The curator of the exhibition Tim Bishop created an interactive digital timeline of the history of Indigenous participation in the parade last year, and was then asked to create the Koori Gras exhibition for this year’s Mardi Gras festival.

“The idea for the exhibition came from me starting to pull together the story of the history of First People’s entry into the Mardi Gras parade after I made the timeline,” he told NITV News at the exhibition opening.

Pulling together material was a challenge for Bishop, who says there was not a lot to work with at first.

“The earlier years - it was pretty challenging... People didn’t really have cameras or didn’t take them in the parade, or they weren’t good quality and couldn’t get good photos in the dark,” he said.

As a result, Bishop was propelled into the world of this small group of photographers who had taken an interest in covering the parade and capturing Indigenous perspectives.

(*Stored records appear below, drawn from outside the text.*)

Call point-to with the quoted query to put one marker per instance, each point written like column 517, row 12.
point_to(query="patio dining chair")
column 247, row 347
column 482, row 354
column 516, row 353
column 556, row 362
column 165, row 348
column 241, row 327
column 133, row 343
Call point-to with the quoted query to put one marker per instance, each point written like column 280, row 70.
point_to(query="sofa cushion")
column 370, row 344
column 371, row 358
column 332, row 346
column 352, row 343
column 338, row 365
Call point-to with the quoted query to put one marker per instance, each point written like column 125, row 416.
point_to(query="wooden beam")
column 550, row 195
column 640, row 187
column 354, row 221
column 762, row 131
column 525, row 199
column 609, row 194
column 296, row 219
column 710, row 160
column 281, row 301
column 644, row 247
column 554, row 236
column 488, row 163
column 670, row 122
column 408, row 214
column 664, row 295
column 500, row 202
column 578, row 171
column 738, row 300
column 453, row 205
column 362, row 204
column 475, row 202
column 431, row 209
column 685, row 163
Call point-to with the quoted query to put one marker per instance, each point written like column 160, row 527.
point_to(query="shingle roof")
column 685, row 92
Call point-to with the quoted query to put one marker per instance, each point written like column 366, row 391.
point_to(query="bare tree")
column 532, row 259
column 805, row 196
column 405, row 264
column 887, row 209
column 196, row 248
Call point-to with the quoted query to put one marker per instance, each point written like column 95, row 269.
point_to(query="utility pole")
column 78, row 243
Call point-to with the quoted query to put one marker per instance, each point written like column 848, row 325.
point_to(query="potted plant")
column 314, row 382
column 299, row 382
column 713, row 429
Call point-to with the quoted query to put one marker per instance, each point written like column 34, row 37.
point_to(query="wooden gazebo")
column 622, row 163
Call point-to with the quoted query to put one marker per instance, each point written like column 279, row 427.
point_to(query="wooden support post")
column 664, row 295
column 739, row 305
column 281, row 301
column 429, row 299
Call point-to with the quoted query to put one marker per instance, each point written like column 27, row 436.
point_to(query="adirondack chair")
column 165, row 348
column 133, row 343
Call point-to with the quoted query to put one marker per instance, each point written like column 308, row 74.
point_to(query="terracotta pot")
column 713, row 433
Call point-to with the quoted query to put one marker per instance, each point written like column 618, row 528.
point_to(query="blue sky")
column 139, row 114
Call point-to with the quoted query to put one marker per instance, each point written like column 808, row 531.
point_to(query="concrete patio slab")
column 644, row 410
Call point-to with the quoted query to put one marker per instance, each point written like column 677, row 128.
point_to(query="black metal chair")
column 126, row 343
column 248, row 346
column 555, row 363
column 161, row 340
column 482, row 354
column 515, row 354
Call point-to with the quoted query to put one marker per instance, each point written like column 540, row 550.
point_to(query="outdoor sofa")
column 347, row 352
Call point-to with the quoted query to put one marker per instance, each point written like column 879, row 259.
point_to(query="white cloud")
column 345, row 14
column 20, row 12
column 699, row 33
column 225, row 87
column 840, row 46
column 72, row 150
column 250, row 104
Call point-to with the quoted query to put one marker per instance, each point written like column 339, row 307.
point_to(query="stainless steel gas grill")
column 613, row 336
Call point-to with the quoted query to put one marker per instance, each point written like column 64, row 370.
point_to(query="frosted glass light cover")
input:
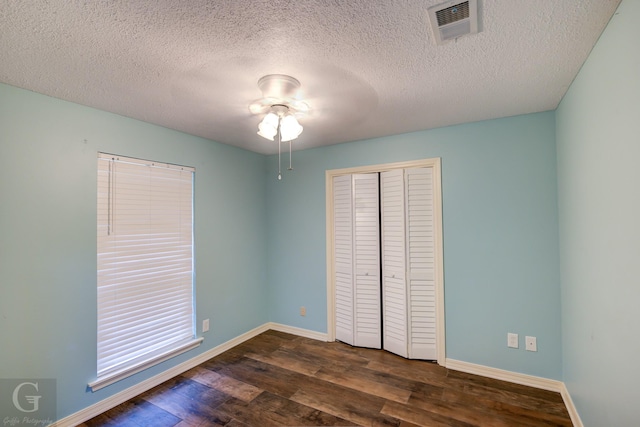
column 290, row 128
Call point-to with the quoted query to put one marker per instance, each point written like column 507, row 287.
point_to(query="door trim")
column 439, row 262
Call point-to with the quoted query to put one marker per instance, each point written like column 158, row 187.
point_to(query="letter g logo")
column 34, row 400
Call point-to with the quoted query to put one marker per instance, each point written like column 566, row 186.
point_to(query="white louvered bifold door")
column 367, row 261
column 343, row 249
column 394, row 290
column 421, row 263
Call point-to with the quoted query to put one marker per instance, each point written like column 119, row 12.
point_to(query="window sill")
column 113, row 377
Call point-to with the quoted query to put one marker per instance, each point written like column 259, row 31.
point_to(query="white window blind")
column 145, row 265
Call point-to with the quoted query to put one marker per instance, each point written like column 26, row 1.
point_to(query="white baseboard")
column 471, row 368
column 573, row 412
column 518, row 378
column 118, row 398
column 319, row 336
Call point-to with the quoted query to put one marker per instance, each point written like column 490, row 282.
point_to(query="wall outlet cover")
column 531, row 344
column 512, row 340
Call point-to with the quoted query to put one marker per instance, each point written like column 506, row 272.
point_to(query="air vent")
column 453, row 19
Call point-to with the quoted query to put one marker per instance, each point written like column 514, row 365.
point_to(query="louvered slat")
column 420, row 263
column 367, row 260
column 393, row 262
column 343, row 247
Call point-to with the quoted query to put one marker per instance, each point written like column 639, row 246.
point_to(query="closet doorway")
column 384, row 258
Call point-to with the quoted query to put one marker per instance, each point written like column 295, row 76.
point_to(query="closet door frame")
column 439, row 265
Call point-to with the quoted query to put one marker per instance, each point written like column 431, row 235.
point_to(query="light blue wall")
column 48, row 237
column 598, row 138
column 500, row 235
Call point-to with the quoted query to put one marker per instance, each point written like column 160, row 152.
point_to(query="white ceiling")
column 367, row 68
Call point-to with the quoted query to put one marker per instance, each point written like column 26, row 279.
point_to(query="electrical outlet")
column 531, row 344
column 512, row 340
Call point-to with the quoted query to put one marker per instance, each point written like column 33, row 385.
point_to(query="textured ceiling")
column 367, row 68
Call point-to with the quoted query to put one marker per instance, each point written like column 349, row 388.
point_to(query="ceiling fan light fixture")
column 280, row 98
column 268, row 127
column 290, row 128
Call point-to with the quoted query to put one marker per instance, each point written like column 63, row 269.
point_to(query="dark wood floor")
column 277, row 379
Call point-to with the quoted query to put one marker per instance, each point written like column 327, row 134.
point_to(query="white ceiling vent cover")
column 453, row 19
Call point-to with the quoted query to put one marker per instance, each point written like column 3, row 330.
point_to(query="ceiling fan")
column 279, row 89
column 281, row 101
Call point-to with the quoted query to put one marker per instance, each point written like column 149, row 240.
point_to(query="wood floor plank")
column 279, row 379
column 517, row 415
column 230, row 386
column 348, row 409
column 547, row 395
column 357, row 382
column 517, row 399
column 287, row 360
column 419, row 416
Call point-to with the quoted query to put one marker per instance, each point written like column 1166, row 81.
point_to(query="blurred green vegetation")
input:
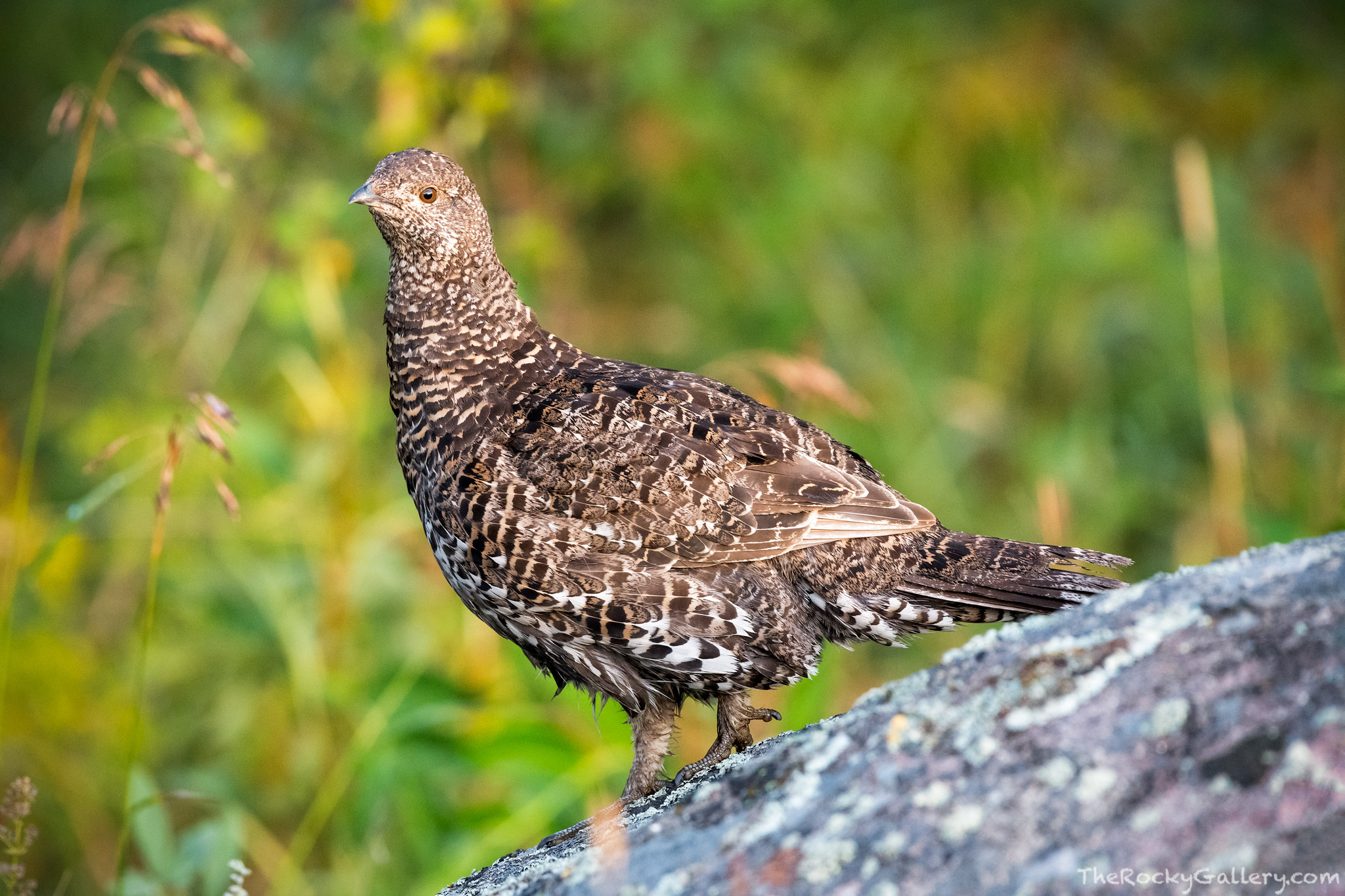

“The early archival stuff was all professional photographers who were out there in the early 80s. It was a small group who were actually paying particular attention to the Aboriginal and Torres Strait Islander entries,” he said.

“Photographers who took photos during those years like; William Yang, Jamie James, Seymour Hardy and then asking them if other photographers they knew took photos”.

Having the internet as a resource also contributed to the idea of starting with a digital timeline which is a tribute to the photographers and those LGBTI Indigenous people who fought back against discrimination, says Bishop.

“What I have done here also is honor them for always looking out for us, because in the mainstream media we got missed out. It was like it just didn’t happen.”